Completely unnerved at last, Florence lost all control of the reel. After spinning round and round like mad, it came to a jerking halt. For one split second there was a tremendous strain on the line, then it fell limp.
“He—he’s gone!” Jeanne breathed. “Broke the line.”
“Maybe he did. I’m going to see.” To her companions’ utter consternation, Florence followed the wolf into the dark forest.
She returned some moments later. In her hand was the red and white spoon.
“Went round a tree and tore the hook out of his tail,” she explained calmly. “See! Some gray hairs!” She held it out for inspection. “Gray hairs, that’s all I get. But the moose got his life back, for a time at least. Perhaps he’s learned his lesson and won’t try swimming bays again.
“You see,” she explained, throwing some bits of birch bark on the fire and fanning them into a blaze, “a moose is practically powerless in deep water. If you catch up with him when you’re in a canoe, you may leap into the water, climb on his back, and have a ride. He can’t hurt you. But on land—that’s a different matter.”

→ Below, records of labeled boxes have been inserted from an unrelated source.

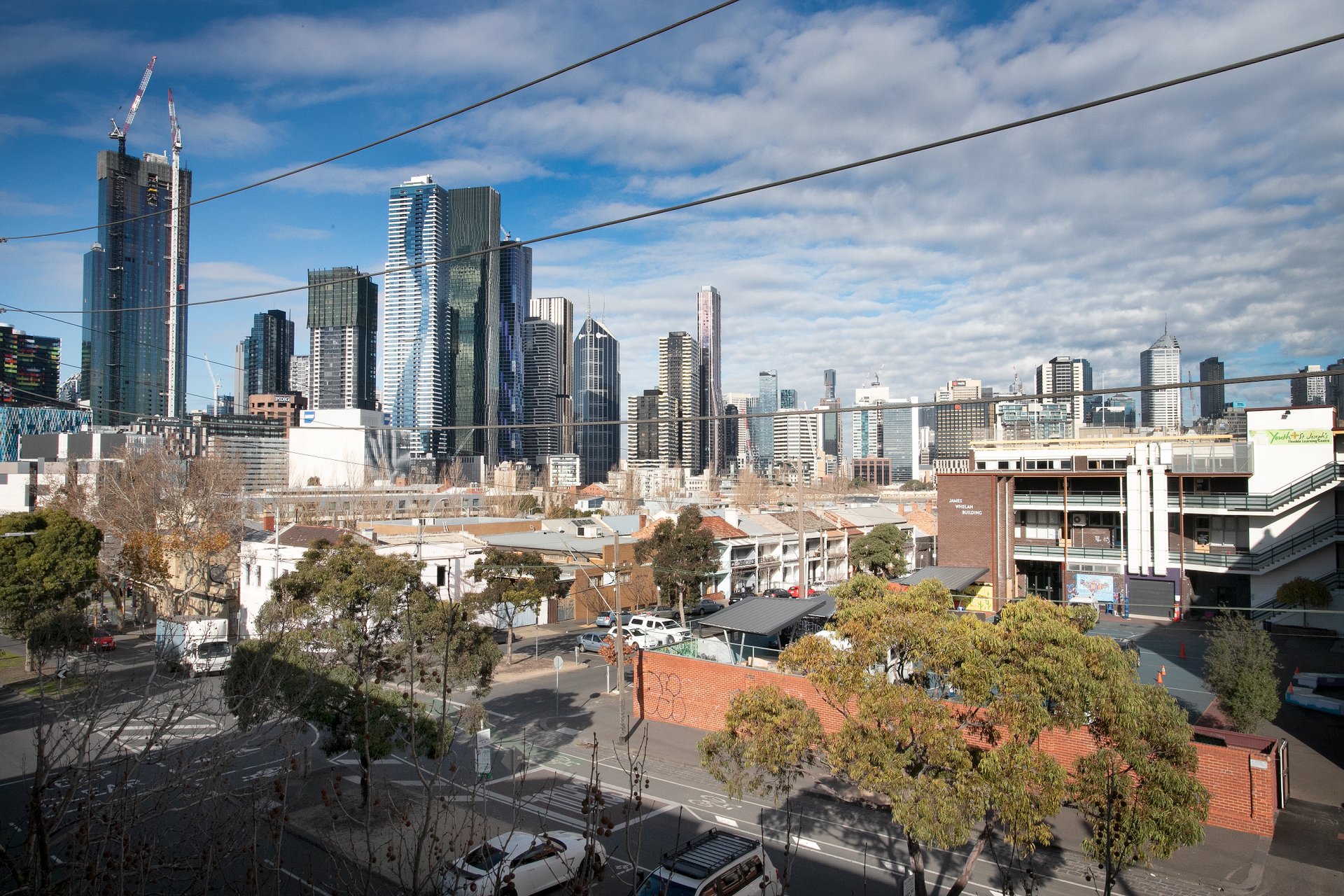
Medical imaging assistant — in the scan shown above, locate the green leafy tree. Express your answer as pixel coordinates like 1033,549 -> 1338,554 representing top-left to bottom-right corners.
462,551 -> 568,664
1204,612 -> 1280,734
634,504 -> 719,626
0,507 -> 102,668
849,523 -> 910,579
769,588 -> 1207,896
225,536 -> 498,805
1274,576 -> 1335,627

The little drama played through, a tragedy of the night averted, Jeanne and Greta crept back among the blankets beneath the boat and, like two squirrels in a nest of leaves, fell fast asleep.
Florence remained outside. The wind had dropped, but still the rush of waves might be heard on the distant shore. This wild throbbing made her restless. She thought of the wreck. How was it standing the storm? Well enough, she was sure of that. But other more terrible storms? Her brow wrinkled.
“Could camp here,” she told herself. “Get a tent or have some one build us a rough cabin. Stay all summer. But then—”
Already she had begun to love their life on the wreck.
“It’s different!” she exclaimed. “Different! And in this life that’s what one wants, things that are different, experiences that are different, a whole life that is different from any other.